If so what was that Anker product and what was the predicament?
Has an Anker product ever gotten you out of/ helped in an emergency situation?
Define “emergency”.
Any situtation, emergent or not, where Anker was there and came to the rescue.
If my phone dying counts as an emergency, yeah lol. But otherwise nope, not really an actual emergency.
Kinda the opposite but I know someone who was up a mountain and hurt their knee and ended up having to slowly come down in the dark, forgetting that their Anker had a light on it!
This past summer after a concert, some friends and I were stuck in a long line of traffic waiting to leave the venue. The line wasn’t moving, so we listened to the radio with the car off to pass the time. Of course, when it was our turn to go, my car battery was dead! The Anker car jump starter in my trunk saved the day, and prevented the people stuck in line behind me from attacking me.
It wasn’t the primary help but it sure made the help go by faster. We were in a hurricane and a neighbor really needed to charge his phone. I let him charge with my van using an Anker car charger, and it got the job done quickly. My friend brought his Anker battery by and we all charged our phones using that after my Anker batteries died out.
Lol nice I really need to invest in one of those since I live in a rural area and a dead battery is not a good thing. Also I work on an Ambulance and have had plenty of dead batteries. I just dont know if it would have enough umph for a Mercedes Diesel Engine to crank over in cold weather.
So I’ll take a longer arch to this.
Firstly, I don’t allow me to get into emergency situations if at all possible.
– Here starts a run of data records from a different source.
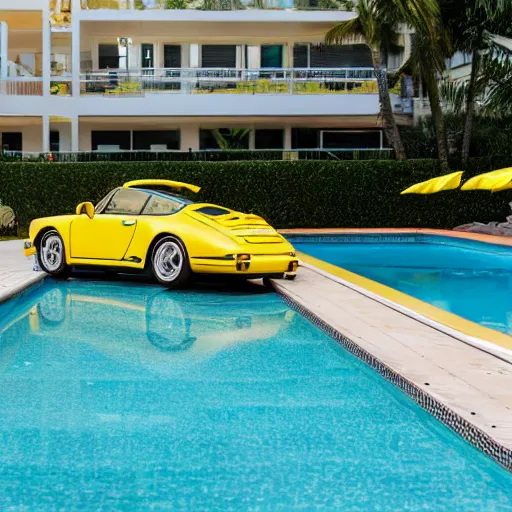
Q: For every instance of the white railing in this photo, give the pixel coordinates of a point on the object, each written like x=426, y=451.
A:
x=212, y=5
x=230, y=81
x=21, y=86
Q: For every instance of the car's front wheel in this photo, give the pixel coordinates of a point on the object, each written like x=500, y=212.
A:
x=169, y=262
x=52, y=254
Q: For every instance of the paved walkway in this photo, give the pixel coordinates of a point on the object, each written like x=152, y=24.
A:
x=15, y=269
x=475, y=385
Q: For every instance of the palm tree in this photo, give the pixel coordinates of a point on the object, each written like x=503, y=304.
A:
x=426, y=61
x=234, y=138
x=380, y=38
x=469, y=21
x=377, y=22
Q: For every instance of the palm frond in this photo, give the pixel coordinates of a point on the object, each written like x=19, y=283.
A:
x=454, y=95
x=343, y=31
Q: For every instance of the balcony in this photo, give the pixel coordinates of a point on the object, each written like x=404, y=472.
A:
x=231, y=81
x=210, y=5
x=209, y=92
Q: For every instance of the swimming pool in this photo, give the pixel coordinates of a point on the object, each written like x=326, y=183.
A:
x=470, y=279
x=124, y=396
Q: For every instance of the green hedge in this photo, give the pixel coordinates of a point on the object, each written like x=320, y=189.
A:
x=287, y=194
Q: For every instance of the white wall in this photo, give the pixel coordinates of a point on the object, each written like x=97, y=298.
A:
x=32, y=135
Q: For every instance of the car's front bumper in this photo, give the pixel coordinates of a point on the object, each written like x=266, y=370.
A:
x=256, y=265
x=28, y=248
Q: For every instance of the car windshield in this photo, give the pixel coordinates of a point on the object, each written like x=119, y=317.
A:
x=160, y=202
x=103, y=203
x=160, y=205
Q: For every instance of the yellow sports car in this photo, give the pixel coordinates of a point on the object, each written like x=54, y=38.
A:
x=139, y=227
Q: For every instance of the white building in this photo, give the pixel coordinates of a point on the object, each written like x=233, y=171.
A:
x=97, y=75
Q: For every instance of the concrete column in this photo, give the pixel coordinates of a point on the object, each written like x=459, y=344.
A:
x=4, y=46
x=47, y=49
x=75, y=47
x=252, y=138
x=189, y=135
x=45, y=144
x=287, y=138
x=288, y=54
x=75, y=134
x=185, y=55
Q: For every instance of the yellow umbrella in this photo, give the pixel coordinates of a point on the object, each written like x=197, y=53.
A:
x=446, y=182
x=494, y=181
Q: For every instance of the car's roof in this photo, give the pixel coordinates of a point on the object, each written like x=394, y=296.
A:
x=164, y=194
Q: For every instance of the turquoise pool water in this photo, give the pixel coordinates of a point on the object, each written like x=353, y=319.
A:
x=470, y=279
x=124, y=396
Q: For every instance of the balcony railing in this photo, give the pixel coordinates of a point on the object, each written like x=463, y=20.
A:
x=21, y=86
x=210, y=155
x=230, y=81
x=212, y=5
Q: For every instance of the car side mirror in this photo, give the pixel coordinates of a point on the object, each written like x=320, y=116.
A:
x=87, y=208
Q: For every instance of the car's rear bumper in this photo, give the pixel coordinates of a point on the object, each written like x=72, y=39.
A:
x=256, y=265
x=28, y=248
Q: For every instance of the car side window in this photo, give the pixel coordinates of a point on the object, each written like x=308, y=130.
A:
x=162, y=206
x=127, y=201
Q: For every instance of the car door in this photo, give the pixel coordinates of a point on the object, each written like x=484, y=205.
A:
x=108, y=234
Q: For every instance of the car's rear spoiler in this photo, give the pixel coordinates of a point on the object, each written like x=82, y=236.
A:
x=162, y=183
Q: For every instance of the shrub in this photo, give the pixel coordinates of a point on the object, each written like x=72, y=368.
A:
x=287, y=193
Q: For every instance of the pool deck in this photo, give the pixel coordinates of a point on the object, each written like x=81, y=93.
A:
x=491, y=239
x=16, y=272
x=473, y=384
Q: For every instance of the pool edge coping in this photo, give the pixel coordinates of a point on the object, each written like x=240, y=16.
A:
x=22, y=288
x=475, y=237
x=443, y=413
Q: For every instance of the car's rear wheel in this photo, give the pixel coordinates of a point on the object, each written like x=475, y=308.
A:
x=169, y=262
x=52, y=254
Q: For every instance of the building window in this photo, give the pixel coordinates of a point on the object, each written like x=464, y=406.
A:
x=172, y=56
x=322, y=56
x=305, y=138
x=12, y=141
x=146, y=55
x=108, y=140
x=269, y=139
x=156, y=140
x=459, y=59
x=301, y=56
x=346, y=139
x=54, y=141
x=314, y=138
x=218, y=56
x=224, y=138
x=108, y=56
x=271, y=56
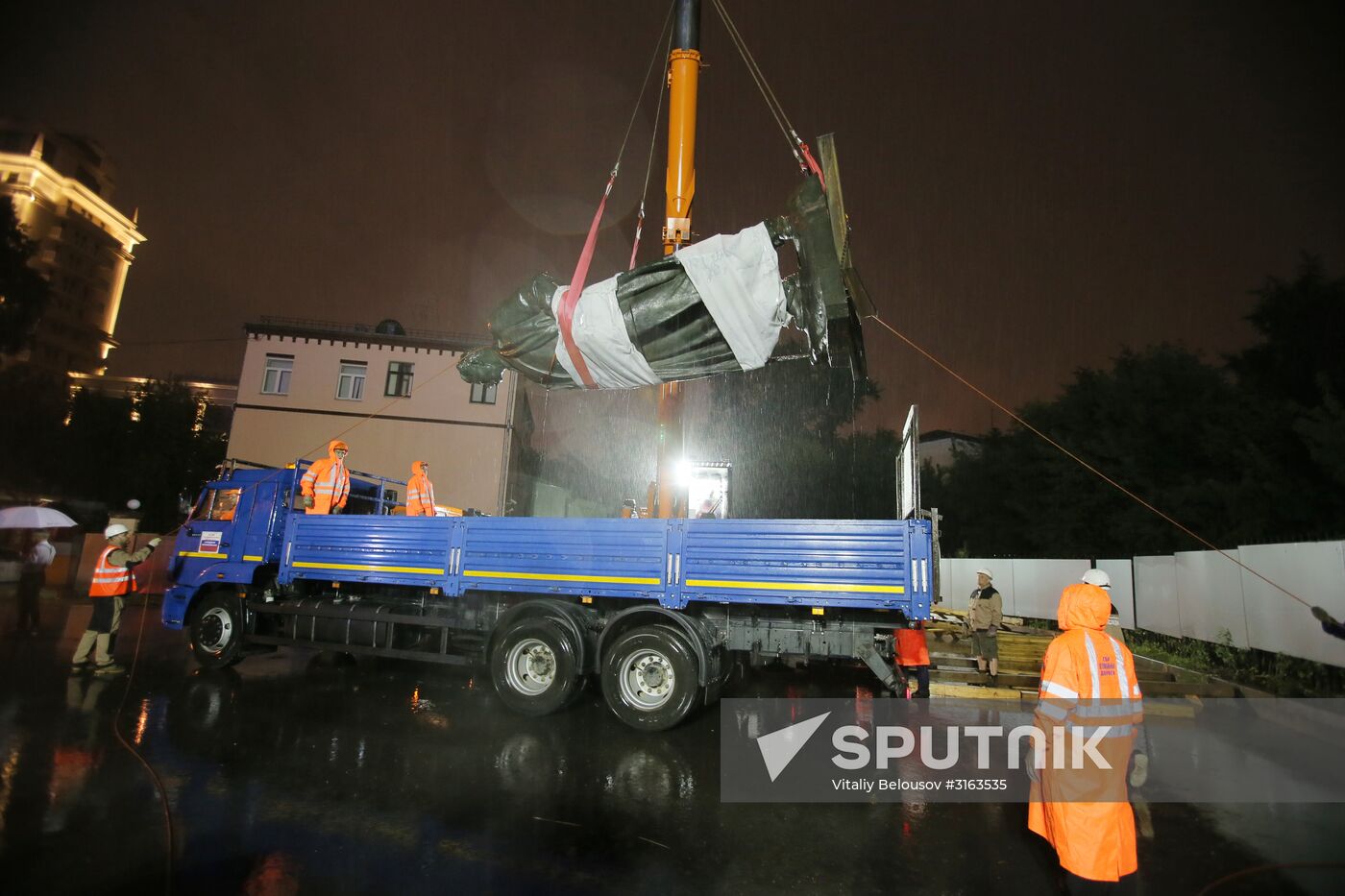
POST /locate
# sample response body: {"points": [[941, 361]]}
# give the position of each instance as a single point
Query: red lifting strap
{"points": [[813, 164], [571, 301]]}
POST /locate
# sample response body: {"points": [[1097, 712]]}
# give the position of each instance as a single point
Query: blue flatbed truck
{"points": [[658, 611]]}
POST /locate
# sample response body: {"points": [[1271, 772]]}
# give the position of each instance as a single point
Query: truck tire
{"points": [[649, 678], [217, 631], [534, 666]]}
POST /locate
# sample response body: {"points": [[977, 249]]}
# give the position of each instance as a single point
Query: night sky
{"points": [[1032, 186]]}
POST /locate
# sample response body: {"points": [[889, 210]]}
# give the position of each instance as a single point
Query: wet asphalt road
{"points": [[308, 772]]}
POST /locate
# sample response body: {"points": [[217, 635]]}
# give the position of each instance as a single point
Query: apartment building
{"points": [[393, 395]]}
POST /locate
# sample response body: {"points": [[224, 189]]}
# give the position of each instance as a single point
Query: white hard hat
{"points": [[1098, 577]]}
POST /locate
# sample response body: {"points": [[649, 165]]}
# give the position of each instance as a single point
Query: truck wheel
{"points": [[534, 667], [649, 678], [217, 634]]}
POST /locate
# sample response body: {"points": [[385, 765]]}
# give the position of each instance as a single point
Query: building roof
{"points": [[302, 327]]}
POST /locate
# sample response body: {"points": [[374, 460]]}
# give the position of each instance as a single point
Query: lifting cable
{"points": [[807, 164], [654, 140], [1080, 460], [571, 299]]}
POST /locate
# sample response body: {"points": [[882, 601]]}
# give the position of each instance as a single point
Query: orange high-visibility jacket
{"points": [[912, 647], [420, 493], [1088, 685], [108, 579], [327, 482]]}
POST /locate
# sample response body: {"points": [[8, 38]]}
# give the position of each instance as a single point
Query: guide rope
{"points": [[1080, 460], [807, 164]]}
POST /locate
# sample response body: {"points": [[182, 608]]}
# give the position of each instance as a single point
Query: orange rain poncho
{"points": [[420, 493], [327, 482], [1088, 682]]}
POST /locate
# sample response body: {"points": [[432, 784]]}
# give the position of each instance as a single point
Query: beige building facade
{"points": [[393, 396], [61, 187]]}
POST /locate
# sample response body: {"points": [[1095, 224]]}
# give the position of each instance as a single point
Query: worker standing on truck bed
{"points": [[326, 486], [111, 580], [1089, 688], [985, 617], [420, 492]]}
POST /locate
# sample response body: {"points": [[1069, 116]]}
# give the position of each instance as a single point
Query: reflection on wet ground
{"points": [[308, 772]]}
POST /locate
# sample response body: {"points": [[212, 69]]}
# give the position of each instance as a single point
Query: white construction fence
{"points": [[1199, 593]]}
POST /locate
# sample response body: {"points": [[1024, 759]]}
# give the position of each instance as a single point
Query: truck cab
{"points": [[235, 529]]}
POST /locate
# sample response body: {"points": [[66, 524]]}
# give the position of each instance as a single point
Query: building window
{"points": [[276, 379], [400, 378], [483, 393], [350, 385]]}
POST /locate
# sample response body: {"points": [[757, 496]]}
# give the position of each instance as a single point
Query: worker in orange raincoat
{"points": [[420, 492], [326, 486], [1088, 691]]}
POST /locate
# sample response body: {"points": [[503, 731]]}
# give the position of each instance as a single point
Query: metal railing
{"points": [[372, 329]]}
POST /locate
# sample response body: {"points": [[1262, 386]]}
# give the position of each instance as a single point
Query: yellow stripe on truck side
{"points": [[797, 586], [607, 580], [419, 570]]}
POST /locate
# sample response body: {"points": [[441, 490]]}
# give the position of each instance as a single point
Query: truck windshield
{"points": [[218, 505]]}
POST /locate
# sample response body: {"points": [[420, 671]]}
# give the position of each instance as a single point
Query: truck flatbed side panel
{"points": [[403, 550], [565, 556], [811, 563]]}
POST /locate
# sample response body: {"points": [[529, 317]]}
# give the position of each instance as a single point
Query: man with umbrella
{"points": [[37, 559], [31, 579]]}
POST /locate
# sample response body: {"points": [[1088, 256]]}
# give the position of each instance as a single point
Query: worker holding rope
{"points": [[111, 581]]}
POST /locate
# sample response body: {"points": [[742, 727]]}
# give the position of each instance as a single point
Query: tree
{"points": [[37, 401], [23, 291], [1301, 322], [148, 447]]}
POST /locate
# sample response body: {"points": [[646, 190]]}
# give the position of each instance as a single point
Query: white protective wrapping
{"points": [[739, 280], [600, 334]]}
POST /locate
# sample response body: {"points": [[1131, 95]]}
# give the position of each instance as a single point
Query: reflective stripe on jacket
{"points": [[420, 493], [108, 579]]}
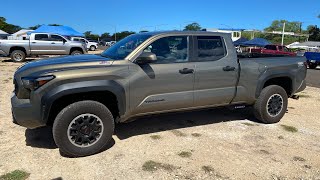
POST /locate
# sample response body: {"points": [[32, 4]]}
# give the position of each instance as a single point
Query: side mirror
{"points": [[146, 57]]}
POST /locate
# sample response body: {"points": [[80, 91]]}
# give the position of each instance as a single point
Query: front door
{"points": [[40, 44], [166, 84], [215, 73], [58, 45]]}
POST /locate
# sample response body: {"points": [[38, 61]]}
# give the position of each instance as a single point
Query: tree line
{"points": [[277, 25]]}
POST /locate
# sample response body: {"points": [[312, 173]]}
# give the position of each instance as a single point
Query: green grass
{"points": [[289, 128], [15, 175], [155, 137], [185, 154], [152, 166], [196, 134]]}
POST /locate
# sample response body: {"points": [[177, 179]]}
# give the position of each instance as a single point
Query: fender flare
{"points": [[270, 75], [81, 87]]}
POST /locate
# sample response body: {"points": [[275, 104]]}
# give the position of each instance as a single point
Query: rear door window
{"points": [[41, 37], [210, 48]]}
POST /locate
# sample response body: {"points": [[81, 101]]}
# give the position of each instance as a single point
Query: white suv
{"points": [[92, 46]]}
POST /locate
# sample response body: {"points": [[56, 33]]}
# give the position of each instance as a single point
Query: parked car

I do hiking and biking and lots of outdoors moving stuff and in the way “not getting lost is always knowing where you are”, preventative and avoidance is always better than fixing post-fact.
The single most important thing is to keep oneself physically fit, able to physically withstand direct life threatening risks, such as being able to run / jump / duck and generally move fast. Don’t get fat.
The 2nd most important thing is to carry water, a little food, and layer of clothing. These help you handle unexpectedly longer events.
The 3rd most important thing related to gadgets is proactive defensive approach to keeping devices charged. I recently swapped my mobile to one which lasts a lot longer on internal battery. For longer trips I carry a spare mobile. If I’m in a long off-grid period I connect the Powercore to the mobile when using the mobile like when say down. This is electrically more efficient (battery-cpu is better than battery-battery-cpu). So if my Powercore were to fail, I’d know long before my mobile is flat so can ration my mobile use. This much better than “ooh if my mobile dies I’ll then use my Anker”.
I carry 2 Anker Powercore batteries to allow one of them to fail. I aim for if one of them works to last a couple of days. Powercore 10000 and Powercore Slim come to mind as often carried.
So no, Anker has never helped in an emergency, because I never let myself get into an emergency. You think a little bit of $20 tech is going to save your life?
Also if your mobile was to die, Anker cant fix that. So what is your plan if your mobile dies? Carry another, or use human memory and human strength and human ingenuity to get out of the situation? Anker is part of the solution but its a warning sign if you find you really actually relied on Anker.
As for jump starting a car, well I don’t drive. If the car can’t start it can be for many reasons not just a dead battery, so then you’re carrying your food, water and a bit of clothing and able to walk 20 miles or so to civilisation.
Not exactly an emergency situation, but was climbing Kilimanjaro and we had a few Anker chargers between my group. I also have the Anker solar panel but it had been cloudy for 2 days and I use the panel to charge my GoPro and phone. Anker definitely helped keep my batteries charged up between the videos and the mountain time lapses we captured, especially in the cold.
Wow that must have been a heck of a trip. Did you make it all the way to the top?!
I made it to Stella Point which is technically “Summiting” but not the true peak. From the last camp to this point is the hardest 12hrs of the entire climb, and I didn’t have the energy in me to complete the last gentle walk to the summit and honestly don’t regret it as the rest of my team were heading back from the summit anyway (i lagged behind)
So from where you made it to the actual peak you describe it as a gentle walk how far is it actually? That is freakin awesome though not many people can say they climbed Mt. Kilimanjaro. Mad respect my friend
Charging my dead phone is always an emergency situation.